Dall’altra, però, c’è chi chiedeva molto di più (anche in termini di rispetto e di ascolto durante le fasi negoziali). Stiamo parlando dei Paesi africani e delle comunità indigene. Nelle battute finali della plenaria decisiva, il negoziatore della Repubblica Democratica del Congo ha detto che non avrebbe mai sostenuto il testo finale in quanto privo di un fondo ad hoc per la biodiversità (separato dal Global environment facility).

«La Repubblica Democratica del Congo, assieme ad altri Paesi in via di sviluppo, ha dichiarato di non essere pronta a supportare l’adozione del pacchetto, ma dopo pochi minuti il presidente di Cop15 (il ministro dell’Ambiente cinese Huang Runqiu, ndr) ha comunque proposto di approvare tutte le decisioni, ha affermato di non vedere obiezioni e ha dichiarato il pacchetto adottato», spiega a Linkiesta Margherita Barbieri (Italian climate network), che ha seguito giorno per giorno i negoziati. Cina, Brasile, Indonesia e Messico sono i principali beneficiari dei finanziamenti Gef, e gli Stati africani temono che il nuovo fondo creato alla Cop15 li metta nuovamente in secondo piano rispetto ad altre economie più floride. Per questo motivo, martedì scorso, i Paesi in via di sviluppo avevano lasciato la sala dei negoziati in segno di protesta. 

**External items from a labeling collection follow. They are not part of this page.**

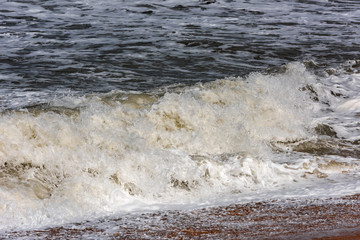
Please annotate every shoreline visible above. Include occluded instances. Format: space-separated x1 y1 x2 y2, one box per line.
0 194 360 240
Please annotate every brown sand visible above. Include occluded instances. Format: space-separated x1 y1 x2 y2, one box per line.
0 194 360 240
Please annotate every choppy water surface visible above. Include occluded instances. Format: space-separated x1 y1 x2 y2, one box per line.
0 0 360 232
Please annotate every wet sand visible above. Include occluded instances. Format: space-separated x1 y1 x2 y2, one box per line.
0 194 360 240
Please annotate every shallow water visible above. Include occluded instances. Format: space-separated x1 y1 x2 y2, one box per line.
0 0 360 230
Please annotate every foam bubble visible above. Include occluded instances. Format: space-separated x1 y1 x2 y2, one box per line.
0 64 354 231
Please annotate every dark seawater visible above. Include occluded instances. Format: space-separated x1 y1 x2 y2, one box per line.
0 0 360 109
0 0 360 233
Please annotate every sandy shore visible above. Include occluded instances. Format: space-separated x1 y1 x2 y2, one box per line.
0 194 360 240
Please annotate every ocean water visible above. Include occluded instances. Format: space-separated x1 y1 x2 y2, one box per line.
0 0 360 231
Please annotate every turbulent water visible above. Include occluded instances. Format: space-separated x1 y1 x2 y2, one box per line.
0 0 360 230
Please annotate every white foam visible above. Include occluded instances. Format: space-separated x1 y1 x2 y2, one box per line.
0 63 358 229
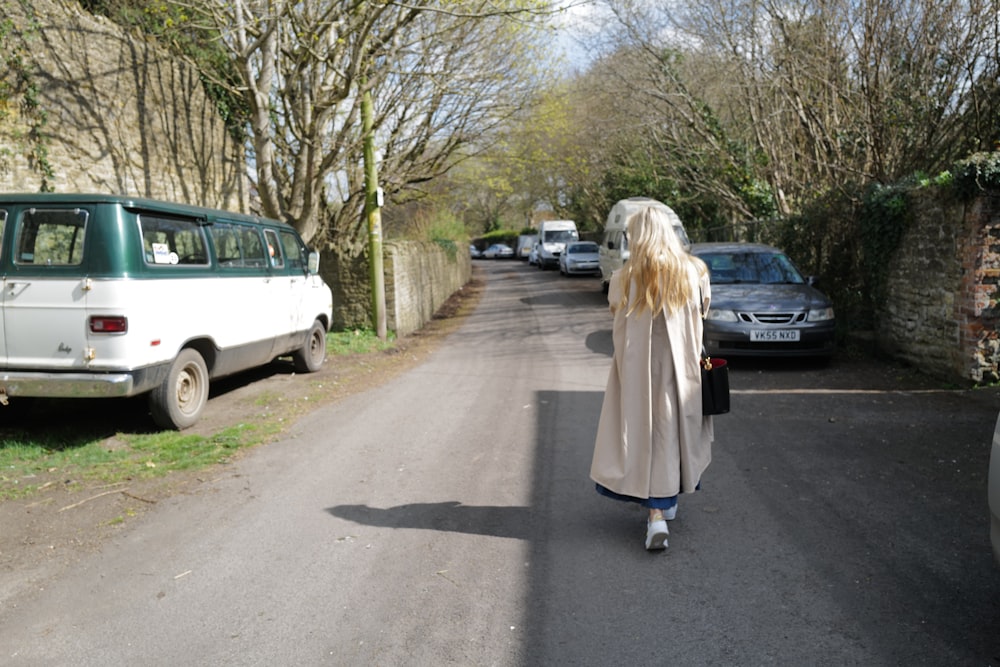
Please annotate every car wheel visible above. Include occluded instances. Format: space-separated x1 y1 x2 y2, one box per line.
149 348 208 431
292 320 326 373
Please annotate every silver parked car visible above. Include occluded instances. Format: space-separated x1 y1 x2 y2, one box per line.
691 243 836 358
559 241 601 276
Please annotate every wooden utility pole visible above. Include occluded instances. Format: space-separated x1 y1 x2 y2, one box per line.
361 79 386 340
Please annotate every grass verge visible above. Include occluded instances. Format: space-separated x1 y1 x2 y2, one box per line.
0 330 396 501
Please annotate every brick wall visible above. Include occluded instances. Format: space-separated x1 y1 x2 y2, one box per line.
876 189 1000 383
320 241 472 335
0 0 248 212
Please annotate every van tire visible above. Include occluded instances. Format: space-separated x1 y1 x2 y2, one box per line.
149 348 208 431
292 320 326 373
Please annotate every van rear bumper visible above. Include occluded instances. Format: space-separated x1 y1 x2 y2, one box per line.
0 371 136 398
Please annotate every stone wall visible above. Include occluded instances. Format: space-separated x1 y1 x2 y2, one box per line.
876 191 1000 383
0 0 249 212
320 241 472 336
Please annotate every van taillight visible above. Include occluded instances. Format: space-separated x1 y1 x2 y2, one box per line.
90 315 128 333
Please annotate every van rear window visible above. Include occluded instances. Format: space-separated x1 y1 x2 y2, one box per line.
14 208 88 266
139 213 208 266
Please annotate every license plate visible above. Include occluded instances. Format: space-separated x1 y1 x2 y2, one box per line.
750 329 799 343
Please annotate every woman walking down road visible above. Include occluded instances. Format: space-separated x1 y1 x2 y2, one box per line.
590 208 714 550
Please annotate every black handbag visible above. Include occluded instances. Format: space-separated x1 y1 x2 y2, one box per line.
698 289 729 415
701 355 729 415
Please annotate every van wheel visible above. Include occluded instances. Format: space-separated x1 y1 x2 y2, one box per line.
292 320 326 373
149 348 208 431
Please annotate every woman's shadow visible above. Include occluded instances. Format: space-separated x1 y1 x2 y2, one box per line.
325 500 535 540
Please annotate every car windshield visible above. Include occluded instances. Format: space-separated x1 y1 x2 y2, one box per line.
698 252 805 285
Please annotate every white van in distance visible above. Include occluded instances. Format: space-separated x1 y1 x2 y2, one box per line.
598 197 691 294
0 194 333 429
535 220 580 269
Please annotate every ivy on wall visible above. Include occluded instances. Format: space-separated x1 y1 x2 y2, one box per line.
0 0 55 192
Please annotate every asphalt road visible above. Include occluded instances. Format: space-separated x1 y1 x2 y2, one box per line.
0 261 1000 666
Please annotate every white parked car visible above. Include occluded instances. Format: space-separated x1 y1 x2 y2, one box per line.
559 241 601 276
483 243 514 259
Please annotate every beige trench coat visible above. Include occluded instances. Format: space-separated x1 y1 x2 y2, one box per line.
590 260 714 499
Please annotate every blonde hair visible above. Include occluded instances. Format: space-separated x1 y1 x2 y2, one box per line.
620 206 704 316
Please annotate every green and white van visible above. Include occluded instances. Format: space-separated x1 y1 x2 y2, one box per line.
0 194 333 429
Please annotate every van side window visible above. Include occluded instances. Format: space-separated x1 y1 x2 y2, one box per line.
212 222 267 269
281 231 306 271
238 225 266 268
264 229 285 269
139 213 208 266
212 223 243 267
14 208 88 266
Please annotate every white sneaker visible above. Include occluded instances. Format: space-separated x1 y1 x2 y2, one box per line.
646 520 670 551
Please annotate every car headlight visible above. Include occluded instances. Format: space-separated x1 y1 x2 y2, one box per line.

Alla fine l’accordo del 30×30 è stato raggiunto, ma i negoziatori di Camerun, Uganda e Repubblica Democratica del Congo si sono detti increduli per via dell’approvazione del testo finale. Secondo il Guardian, però, qualcosa non torna: la Repubblica Democratica del Congo ha assicurato di essersi formalmente opposta al testo finale, mentre un avvocato delle Nazioni unite ha detto che la dichiarazione dell’inviato del Paese africano era falsa. Come se non bastasse, il Camerun ha parlato di «frode» e l’Uganda di un «colpo di Stato» all’interno dei negoziati della Cop15. 

Passando alle comunità indigene, un punto dell’accordo di Montréal mira a garantire la loro «capacità decisionale» nel rispetto delle rispettive culture. Queste popolazioni, che proteggono l’ottanta per cento della biodiversità sul pianeta nonostante rappresentino il cinque per cento dell’umanità, vengono menzionate diciotto volte all’interno dei “goals” del testo finale: da una parte è un segnale incoraggiante, dall’altra una potenziale operazione di greenwashing.

Già nei giorni precedenti alla Cop15, un comunicato congiunto di Survival international, Amnesty international, Minority rights group e Rainforest foundation UK aveva evidenziato costi umani sulle comunità indigene dell’accordo 30×30. Le associazioni ritengono questo target «il più grande accaparramento di terre nella storia»: trecento milioni di persone potrebbero non avere più accesso alle foreste, perdendo così la propria casa, le proprie tradizioni e le proprie modalità di sostentamento. 

In un’intervista a Wired, l’antropologa Fiore Longo – responsabile della campagna per decolonizzare la conservazione di Survival international, movimento globale in favore dei popoli indigeni – in molte parti del mondo le aree protette sono militarizzate e vengono create senza il consenso degli abitanti indigeni e locali». Si tratterebbe, aggiunge la ricercatrice, «di un massiccio furto di terra eseguito nel nome della conservazione. Spesso, gli abitanti di questi territori vengono sfrattati illegalmente. I guardaparco poi limitano o negano l’accesso dei locali alle loro stesse terre privandoli di mezzi di sussistenza e identità: non possono accedere nemmeno ai loro cimiteri e siti sacri». Le Ong che supportano gli indigeni, insomma, vedono le aree protette come il cardine del modello di conservazione dominante condotto dall’occidente.